New Beginnings

New Beginnings

Sunday, November 16, 2014

Inhale and Exhale Mustard Seeds

Father,


You are beginning a new thing in my life right now.  So many things going on all around me, and I don’t feel like I can even stop to fully inhale and exhale.  To breathe in deeply, feels like I will inhale the true pain and confusion around me, as to almost accept the circumstances.  So, I breathe shallow, and yet so hopeful that You will see me through this one more time.  But, I realize that without a full inhale, can never come the exhale.  The exhale brings about another breath, which allows for life.  Father, help me inhale all that is around me.  The tears from disappointment, the pounding of my heart of anxiousness, and even disappointments.  Help me not to be afraid to breathe deeply, so that I may exhale You and receive life.  Help me not suffocate my spirit, into thinking that I can merely exist until You call me home.  Merely existing is not what you have designed me for.  You have provided this shell and soul with so many life giving attributes, and to merely walk around until You stop my inhale/exhale motion, is death in motion. 
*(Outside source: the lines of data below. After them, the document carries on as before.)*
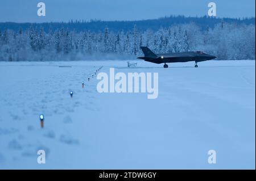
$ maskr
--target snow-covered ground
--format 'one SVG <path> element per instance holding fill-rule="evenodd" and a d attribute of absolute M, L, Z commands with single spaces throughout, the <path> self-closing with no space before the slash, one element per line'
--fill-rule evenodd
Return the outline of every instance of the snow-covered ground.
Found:
<path fill-rule="evenodd" d="M 135 62 L 0 62 L 0 169 L 255 169 L 254 60 Z M 158 72 L 158 98 L 98 93 L 101 66 Z"/>

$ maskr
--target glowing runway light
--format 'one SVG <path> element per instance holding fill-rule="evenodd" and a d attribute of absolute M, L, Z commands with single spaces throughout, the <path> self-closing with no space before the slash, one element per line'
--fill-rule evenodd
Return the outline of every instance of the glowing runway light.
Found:
<path fill-rule="evenodd" d="M 44 127 L 44 115 L 40 115 L 40 120 L 41 122 L 41 128 Z"/>

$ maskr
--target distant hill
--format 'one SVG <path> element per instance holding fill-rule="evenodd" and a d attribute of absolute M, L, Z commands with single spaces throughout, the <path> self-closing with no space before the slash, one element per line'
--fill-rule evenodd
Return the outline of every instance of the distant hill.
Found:
<path fill-rule="evenodd" d="M 214 25 L 221 23 L 237 23 L 238 24 L 253 24 L 255 25 L 255 18 L 234 19 L 234 18 L 210 18 L 207 16 L 203 17 L 185 17 L 184 16 L 170 16 L 160 18 L 157 19 L 148 19 L 134 21 L 101 21 L 92 20 L 90 22 L 71 20 L 68 23 L 51 22 L 43 23 L 18 23 L 13 22 L 0 23 L 0 30 L 5 28 L 18 31 L 20 27 L 23 30 L 28 28 L 31 24 L 34 27 L 43 27 L 47 32 L 50 27 L 52 30 L 64 28 L 69 31 L 75 30 L 77 32 L 90 31 L 98 32 L 104 31 L 106 27 L 110 31 L 117 32 L 123 31 L 125 32 L 132 31 L 134 24 L 137 26 L 139 31 L 143 31 L 147 29 L 156 31 L 160 27 L 169 27 L 170 26 L 183 23 L 193 22 L 199 26 L 202 30 L 206 30 L 207 27 L 213 28 Z"/>

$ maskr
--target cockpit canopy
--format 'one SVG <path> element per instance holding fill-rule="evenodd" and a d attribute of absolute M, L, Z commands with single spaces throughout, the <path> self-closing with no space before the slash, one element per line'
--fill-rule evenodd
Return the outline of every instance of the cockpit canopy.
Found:
<path fill-rule="evenodd" d="M 203 52 L 203 51 L 196 51 L 196 52 L 194 52 L 196 53 L 199 53 L 199 54 L 207 54 L 205 52 Z"/>

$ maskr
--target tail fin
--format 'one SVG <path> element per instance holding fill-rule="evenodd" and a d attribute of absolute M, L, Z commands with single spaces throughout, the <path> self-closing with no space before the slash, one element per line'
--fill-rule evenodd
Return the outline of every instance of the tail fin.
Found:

The size of a mustard seed
 Father, I yet to understand all that You have been doing over the past two years, and honestly, I have not fully laid down my anxious heart as to what lies ahead, but I do have a portion of hope.  And Jesus said, "If you have faith the size of a mustard seed, you will tell this mountain, 'Move from here to there,' and it will move. Nothing will be impossible for you. (Matthew 17:20 HCSB) Here is the size of a mustard seed that will produce a thunderous movement in creation, if I only believe.  So, Lord with at least this amount of faith, I come to You.  Expecting. Hoping. Desiring for so much more than I could even pray for.